Relentless Assault on the Philippine Press
Legal Restrictions, Intimidation Seek to Suppress Criticism
By Carlos H. Conde
Researcher, Asia Division
Filipino journalists will spend World Press Freedom Day on May 3 under government attack. New draft regulations issued by the Philippine House of Representatives would allow Congress to ban reporters who “besmirch” the reputation of lawmakers from covering the national legislature. Journalists and some members of Congress have denounced the proposed rule as dangerously ambiguous and stifling. And to many Filipinos this restriction on freedom of expression is an affront to their pride in their country’s free if freewheeling press.
These restrictions are just the latest in a series of attacks on the Philippine press by President Rodrigo Duterte’s government and its supporters, aimed at silencing critical voices. While the government has been especially ferocious against people and organizations demanding accountability for the government’s “drug war,” which has killed more than 12,000 people since July 2016, any criticism of the administration seems subject to reprisal.

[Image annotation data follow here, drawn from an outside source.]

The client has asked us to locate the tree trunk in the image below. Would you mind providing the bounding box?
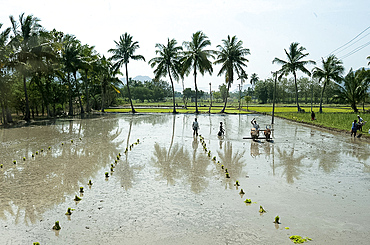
[125,63,136,113]
[67,72,73,116]
[293,72,301,112]
[319,81,326,113]
[194,64,199,114]
[167,68,176,113]
[23,76,31,122]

Duterte has made incendiary public statements against journalists, even justifying death threats against them. The main target has been the news website Rappler, which has been highly critical of the administration. Since February, the government has blacklisted Rappler reporters from covering Malacanang Palace, the president’s residence. In March, the government initiated tax evasion and libel prosecutions against Rappler. An ongoing Securities and Exchange Commission investigation of Rappler’s ownership structure could result in the outlet’s closure.
The government has likewise targeted the owners of the Philippines’ largest and most influential newspaper, the Philippine Daily Inquirer. Most recently, the government restricted media access to a popular island resort and, last week, sought to bar accredited foreign correspondents from covering the Philippines at an ASEAN event in Singapore.
The increasingly hostile environment for the Philippine press has not gone unnoticed. In its 2018 World Press Freedom Index, Reporters Without Borders reduced the Philippines’ press freedom global ranking from 127 to 133 out of 180 countries. In addition to government threats and media restrictions, four journalists were murdered last year, making the Philippines the deadliest country for journalists in Asia.
The assault on media freedom resonates loudly on World Press Freedom Day. Filipino journalists, true to the tradition of political muckraking, corruption exposés, and wartime reporting, have often put their lives on the line, serving the Philippine people and democratic values in the process. It’s important that their efforts are supported – including by the Philippine Congress.